Personal life
- Born: 1937 Yara, Dêqên, Eastern Tibet
- Died: 21 April 2017 (aged 80) Delhi, India

Religious life
- Religion: Tibetan Buddhism
- School: Gelug
- Monastic name: Lobsang Tenzin
- Profession: Geshe Lharampa Degree in 1982

Senior posting
- Present post: 103rd Ganden Tripa
- Previous post: Sharpa Chöje at the Ganden Monastery

= Jetsun Lobsang Tenzin =

103rd Ganden Tripa of the Gelug school of Tibetan Buddhism (1937–2017)

103rd Ganden Tripa Jetsun Lobsang Tenzin Rinpoche (1937 – 21 April 2017) was the 103rd Ganden Tripa (spiritual leader) of the Gelug school of Tibetan Buddhism. He was appointed to the position by the Dalai Lama in 2016 and died in 2017.

== The Life of the 103rd Ganden Tripa ==
The 103rd Ganden Tripa Jetsun Lobsang Tenzin Rinpoche, who served as the head of the Gelug school of Tibetan Buddhism, was appointed by His Holiness the Dalai Lama in October 2016. He was enthroned on November 5, 2016, at Ganden Trithok Khang in Mundgod, India, succeeding Rizong Sey Thubten Nyima Lungtok Tenzin Norbu in the position.

According to the Central Tibetan Administration, the 103rd Ganden Tripa was born in 1937 in Eastern Tibet. He joined Tsem Monastery at age nine and later received his higher education at Drepung Loseling Monastic University. In 1959, he followed His Holiness into exile and continued his geshe studies in Buxa Duar, a former prison camp where refugee monks were housed for several years. When the major monasteries were reestablished in South India, he served Drepung Loseling Monastery in various capacities. He was awarded the Geshe Lharampa degree in 1982 and attended Gyuto Tantric College the following year. In 2003, he was enthroned as Sharpa Chöje at the Ganden Monastery.

== The death of the 103rd Ganden Tripa ==
The FPMT shared the news of the death of the 103rd Ganden Tripa Jetsun Lobsang Tenzin Rinpoche, who died on April 21, 2017, at 11:45 p.m. in Delhi, India, after an illness. According to the Central Tibetan Administration, the Ganden Tripa’s death was announced by Gelugpa members of the Tibetan Parliament in exile, who urged devotees to do special prayers for the Ganden Tripa.
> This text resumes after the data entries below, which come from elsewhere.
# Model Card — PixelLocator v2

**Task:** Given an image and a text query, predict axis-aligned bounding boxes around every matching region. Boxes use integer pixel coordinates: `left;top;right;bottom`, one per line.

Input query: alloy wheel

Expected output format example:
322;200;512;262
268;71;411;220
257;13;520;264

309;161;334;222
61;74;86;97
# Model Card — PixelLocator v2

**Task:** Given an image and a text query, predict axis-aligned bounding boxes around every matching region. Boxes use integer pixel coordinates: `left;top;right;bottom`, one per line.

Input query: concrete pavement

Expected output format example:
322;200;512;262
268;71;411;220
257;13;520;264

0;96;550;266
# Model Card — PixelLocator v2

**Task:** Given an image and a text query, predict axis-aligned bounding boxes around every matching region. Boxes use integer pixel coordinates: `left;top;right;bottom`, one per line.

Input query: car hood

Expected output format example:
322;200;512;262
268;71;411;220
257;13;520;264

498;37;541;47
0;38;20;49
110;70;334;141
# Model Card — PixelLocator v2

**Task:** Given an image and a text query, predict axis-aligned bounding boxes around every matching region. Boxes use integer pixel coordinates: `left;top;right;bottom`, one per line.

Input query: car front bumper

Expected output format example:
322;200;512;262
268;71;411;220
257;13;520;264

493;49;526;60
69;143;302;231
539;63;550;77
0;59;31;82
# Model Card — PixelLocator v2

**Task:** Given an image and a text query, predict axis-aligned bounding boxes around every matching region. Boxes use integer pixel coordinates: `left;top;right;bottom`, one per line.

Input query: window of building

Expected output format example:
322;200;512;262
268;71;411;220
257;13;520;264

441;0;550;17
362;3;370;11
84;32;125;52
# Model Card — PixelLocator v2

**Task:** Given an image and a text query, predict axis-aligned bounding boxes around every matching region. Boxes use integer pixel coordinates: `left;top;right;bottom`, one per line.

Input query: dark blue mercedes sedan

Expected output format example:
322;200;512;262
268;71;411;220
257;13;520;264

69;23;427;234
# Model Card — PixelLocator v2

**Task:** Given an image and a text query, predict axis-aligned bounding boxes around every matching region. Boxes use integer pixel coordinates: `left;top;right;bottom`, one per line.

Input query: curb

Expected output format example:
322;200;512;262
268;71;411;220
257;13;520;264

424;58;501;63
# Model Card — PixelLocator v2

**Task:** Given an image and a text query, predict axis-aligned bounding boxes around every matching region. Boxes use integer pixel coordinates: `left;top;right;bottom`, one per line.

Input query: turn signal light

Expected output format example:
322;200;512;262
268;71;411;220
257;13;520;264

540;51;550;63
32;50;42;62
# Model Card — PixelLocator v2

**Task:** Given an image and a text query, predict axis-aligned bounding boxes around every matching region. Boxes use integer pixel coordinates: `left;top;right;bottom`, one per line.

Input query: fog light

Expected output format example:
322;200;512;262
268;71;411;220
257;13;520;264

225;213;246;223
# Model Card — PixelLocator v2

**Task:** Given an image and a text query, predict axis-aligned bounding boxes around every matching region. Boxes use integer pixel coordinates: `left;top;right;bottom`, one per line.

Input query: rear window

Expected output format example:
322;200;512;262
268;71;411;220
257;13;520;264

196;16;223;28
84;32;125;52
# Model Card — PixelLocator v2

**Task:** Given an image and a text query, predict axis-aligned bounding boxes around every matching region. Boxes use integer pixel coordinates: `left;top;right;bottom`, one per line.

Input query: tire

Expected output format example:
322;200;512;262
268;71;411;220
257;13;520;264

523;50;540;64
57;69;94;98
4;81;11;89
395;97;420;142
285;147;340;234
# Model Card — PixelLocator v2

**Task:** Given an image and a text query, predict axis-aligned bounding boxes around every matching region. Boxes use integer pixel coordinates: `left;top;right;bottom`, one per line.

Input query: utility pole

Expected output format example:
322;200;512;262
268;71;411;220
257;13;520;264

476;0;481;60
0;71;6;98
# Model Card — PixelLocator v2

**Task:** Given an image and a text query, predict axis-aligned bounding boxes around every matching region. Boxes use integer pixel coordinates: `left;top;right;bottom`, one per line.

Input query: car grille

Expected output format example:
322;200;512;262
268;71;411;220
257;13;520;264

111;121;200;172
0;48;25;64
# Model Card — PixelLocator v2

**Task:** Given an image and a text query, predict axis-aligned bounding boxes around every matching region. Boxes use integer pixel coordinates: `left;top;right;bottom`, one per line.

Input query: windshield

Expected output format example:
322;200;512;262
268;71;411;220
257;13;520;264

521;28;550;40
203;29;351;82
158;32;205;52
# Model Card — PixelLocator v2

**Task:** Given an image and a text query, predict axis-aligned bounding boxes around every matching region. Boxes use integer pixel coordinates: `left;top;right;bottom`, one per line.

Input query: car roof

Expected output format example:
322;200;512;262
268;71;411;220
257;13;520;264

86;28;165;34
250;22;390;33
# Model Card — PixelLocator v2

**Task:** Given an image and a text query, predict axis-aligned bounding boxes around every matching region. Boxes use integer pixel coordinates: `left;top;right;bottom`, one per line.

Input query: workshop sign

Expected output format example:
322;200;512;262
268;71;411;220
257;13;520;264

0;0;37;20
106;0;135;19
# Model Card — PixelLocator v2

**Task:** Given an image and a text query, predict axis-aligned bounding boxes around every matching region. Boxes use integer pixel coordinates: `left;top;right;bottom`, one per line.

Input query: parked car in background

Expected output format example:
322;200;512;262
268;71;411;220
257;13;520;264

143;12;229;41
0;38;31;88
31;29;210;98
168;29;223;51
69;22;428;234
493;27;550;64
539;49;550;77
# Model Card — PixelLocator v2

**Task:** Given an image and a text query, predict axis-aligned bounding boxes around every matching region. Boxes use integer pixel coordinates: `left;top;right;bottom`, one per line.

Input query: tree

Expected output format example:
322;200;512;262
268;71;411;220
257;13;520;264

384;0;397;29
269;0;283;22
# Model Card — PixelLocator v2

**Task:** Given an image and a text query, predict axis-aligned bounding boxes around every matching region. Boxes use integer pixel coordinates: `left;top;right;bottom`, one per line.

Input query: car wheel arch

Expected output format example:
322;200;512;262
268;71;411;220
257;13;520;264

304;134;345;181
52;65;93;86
Sikyong (Prime Minister) Dr. Lobsang Sangay, the head of the Tibetan government in exile, said, “With profound sadness, I on behalf of all Tibetans pray that Kyabje Jetsun Lobsang Tenzin Rinpoche will be reborn and carry forward his mission to spread the teachings of Lord Buddha and His Holiness the Dalai Lama. May he be reborn in Tibet, the land of snow.